[Reprinted] Naive Bayes python to achieve prediction _Python detailed explanation of the method of naive Bayes classifier

Reference link: Python Naive Bayes Classifier

This article describes how to implement a naive Bayes classifier in Python. Share with you for your reference, as follows:

 Bayes Theorem

 Bayes' theorem is a theorem modified by subjective judgments of the probability distribution of observations (that is, prior probability), and has an important position in probability theory.

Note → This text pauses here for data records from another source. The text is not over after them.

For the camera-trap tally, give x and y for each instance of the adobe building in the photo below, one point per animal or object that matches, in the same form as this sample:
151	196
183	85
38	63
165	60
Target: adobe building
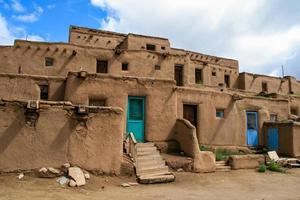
77	101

 The prior probability distribution (marginal probability) refers to the probability distribution based on subjective judgment rather than the sample distribution, and the posterior probability (conditional probability) is the conditional probability distribution obtained from the prior probability distribution of the sample distribution and unknown parameters.

 Bayesian formula:

 P(A∩B) = P(A)*P(B|A) = P(B)*P(A|B)

 Deformed:

 P(A|B)=P(B|A)*P(A)/P(B)

 among them

 P(A) is the prior probability or marginal probability of A. It is called "prior" because it does not consider the B factor.

 P(A|B) is the conditional probability of A after B occurs, and is also called the posterior probability of A.

 P(B|A) is the conditional probability of B after the occurrence of A is known, and is also called the posterior probability of B, which is called the likelihood here.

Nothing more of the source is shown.